Poważne spory u Holendrów

Jedna z duńskich gazet napisała po meczu z Holendrami: "Legoland pokona Egoland". Angielski The Sun podaje przykłady zachowań gwiazd Pomarańczowych, które nie sprzyjają sukcesom na Euro 2012.

Robin van Persie i Nigel de Jong odmówili rozmów z prasą, Klaas-Jan Huntelaar nie ukrywał zazdrości o to, że w pierwszym składzie gra van Persie, a zawodnicy oskarżają Berta van Marwijka, że stawia na Marka van Bommela tylko dlatego, że ten jest jego zięciem.

- Nadeszła najwyższa pora, by porzucić nasz żałosne ego. Jeśli ktoś będzie tworzył bałagan, wystąpię przeciwko niemu. Musimy być zjednoczeni - zapowiada Wesley Sneijder.

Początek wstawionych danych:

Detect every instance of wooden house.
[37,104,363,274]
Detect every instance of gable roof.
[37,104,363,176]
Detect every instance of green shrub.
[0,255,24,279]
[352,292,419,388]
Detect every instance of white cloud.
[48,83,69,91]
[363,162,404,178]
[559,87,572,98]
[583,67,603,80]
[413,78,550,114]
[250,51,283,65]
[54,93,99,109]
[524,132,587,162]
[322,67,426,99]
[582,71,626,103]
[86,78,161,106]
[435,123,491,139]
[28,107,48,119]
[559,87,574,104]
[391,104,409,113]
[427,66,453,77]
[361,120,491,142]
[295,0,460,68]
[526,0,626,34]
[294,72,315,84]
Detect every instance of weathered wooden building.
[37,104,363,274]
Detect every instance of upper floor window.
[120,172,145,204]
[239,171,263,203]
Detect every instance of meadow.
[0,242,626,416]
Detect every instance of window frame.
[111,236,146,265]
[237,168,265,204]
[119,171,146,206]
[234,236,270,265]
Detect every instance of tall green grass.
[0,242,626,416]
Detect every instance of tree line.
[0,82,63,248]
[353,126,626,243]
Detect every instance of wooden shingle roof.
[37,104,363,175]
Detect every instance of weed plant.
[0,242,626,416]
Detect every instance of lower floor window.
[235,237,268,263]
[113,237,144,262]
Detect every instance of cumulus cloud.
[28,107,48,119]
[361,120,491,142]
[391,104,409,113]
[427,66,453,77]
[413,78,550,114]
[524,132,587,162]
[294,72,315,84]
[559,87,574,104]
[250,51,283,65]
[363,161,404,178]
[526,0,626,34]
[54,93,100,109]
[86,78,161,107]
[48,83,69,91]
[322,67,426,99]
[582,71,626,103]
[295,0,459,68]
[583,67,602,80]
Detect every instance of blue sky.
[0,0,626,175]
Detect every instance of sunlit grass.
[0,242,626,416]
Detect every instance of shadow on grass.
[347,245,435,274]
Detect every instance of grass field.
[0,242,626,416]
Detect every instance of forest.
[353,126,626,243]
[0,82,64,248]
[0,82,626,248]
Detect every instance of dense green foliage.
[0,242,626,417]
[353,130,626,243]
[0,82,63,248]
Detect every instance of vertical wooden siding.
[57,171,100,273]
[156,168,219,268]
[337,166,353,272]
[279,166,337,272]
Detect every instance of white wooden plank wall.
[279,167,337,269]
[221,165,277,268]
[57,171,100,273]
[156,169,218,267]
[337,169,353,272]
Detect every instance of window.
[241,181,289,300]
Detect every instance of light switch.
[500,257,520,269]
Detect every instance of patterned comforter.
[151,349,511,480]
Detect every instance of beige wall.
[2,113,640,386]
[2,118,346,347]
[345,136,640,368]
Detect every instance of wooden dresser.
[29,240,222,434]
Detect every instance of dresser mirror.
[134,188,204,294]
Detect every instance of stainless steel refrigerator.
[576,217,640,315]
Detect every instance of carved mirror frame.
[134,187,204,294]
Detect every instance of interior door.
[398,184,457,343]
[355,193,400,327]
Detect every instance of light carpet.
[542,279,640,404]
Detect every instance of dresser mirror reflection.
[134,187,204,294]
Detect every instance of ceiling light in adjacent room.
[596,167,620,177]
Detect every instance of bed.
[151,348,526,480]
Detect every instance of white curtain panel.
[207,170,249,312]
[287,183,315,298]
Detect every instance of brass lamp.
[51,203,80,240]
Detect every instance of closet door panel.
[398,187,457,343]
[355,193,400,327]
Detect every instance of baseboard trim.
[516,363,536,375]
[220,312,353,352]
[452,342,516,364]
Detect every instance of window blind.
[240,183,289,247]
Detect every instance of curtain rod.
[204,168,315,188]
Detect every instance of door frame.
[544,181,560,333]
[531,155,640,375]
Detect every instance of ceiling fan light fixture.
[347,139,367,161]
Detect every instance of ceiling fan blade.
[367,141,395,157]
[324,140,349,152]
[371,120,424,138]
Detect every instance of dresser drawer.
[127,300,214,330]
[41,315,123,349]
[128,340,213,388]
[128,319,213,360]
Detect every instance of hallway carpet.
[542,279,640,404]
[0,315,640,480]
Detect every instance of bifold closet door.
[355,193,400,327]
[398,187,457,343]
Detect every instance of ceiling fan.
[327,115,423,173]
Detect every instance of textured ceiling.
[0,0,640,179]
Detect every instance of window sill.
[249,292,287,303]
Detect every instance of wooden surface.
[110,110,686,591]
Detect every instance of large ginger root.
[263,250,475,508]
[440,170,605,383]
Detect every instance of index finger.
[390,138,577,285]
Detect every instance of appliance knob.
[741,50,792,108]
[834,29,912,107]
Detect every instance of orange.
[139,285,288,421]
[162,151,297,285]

Jedności w zespole na pewno nie poprawiają słowa Rafaela van der Vaarta, który nie gra w podstawowym składzie i ma o to pretensje. - Mając na koncie 97 występów w drużynie narodowej, mam prawo zabrać głos. Jeśli Holandia chce wygrywać, trener musi wystawiać mnie w podstawowym składzie! Nie zamierzam dłużej zaprzeczać, że podoba mi się rola rezerwowego - narzeka zawodnik Tottenhamu i dodaje: - Nie chcę wywoływać zamieszania, które wpłynie na innych, ale moja rodzina uważa, że jestem szalony tak długo milcząc.

To nie koniec konfliktów osobistych. Na ławkę odesłany został również Dirk Kuyt. - Mogę się założyć, że jest to dla niego bardzo ciężka sytuacja. Grał na mundialu, grał w eliminacjach Euro, a teraz został odstawiony. To dla niego trudniejsze niż dla innych piłkarzy - mówi w imieniu nowego nabytku Fenerbahce Sneijder.

Jak wszystkie spory wpłynął na formę Oranje, okaże się już w środowy wieczór podczas pojedynku z Niemcami.

Portugalskie legendy skrytykowały Bento

Według Luisa Figo i Rui Costy selekcjoner Portugalczyków źle ustawił zespół w meczu z Niemcami. Według legend Seleccao Paulo Bento zdecydował się na zbyt defensywne ustawienie, które spowodowało, że to rywale długo utrzymywali się przy piłce i byli stroną przeważającą.

- Wszyscy mówią teraz o taktyce zespołu narodowego. Ja nie chcę wypowiadać się negatywnie o Luisie i Rui, którzy są moimi kolegami, ale oni wiedzą, że dużo trudniej jest coś zrobić niż coś powiedzieć. Poza tym stworzyliśmy sobie więcej dogodnych okazji niż Niemcy - wyjaśnił selekcjoner Portugalii.

Kierżakow: Zabrakło nam instynktu zabójcy

Aleksandr Kierżakow był rozczarowany po remisie z biało-czerwonymi. - W pierwszej połowie graliśmy dobrze tak jak z Czechami. Jedyna różnica polegała na tym, że zdobyliśmy jednego gola mniej. W konsekwencji to kosztowało nas wygraną - wyjaśnił rosyjski napastnik.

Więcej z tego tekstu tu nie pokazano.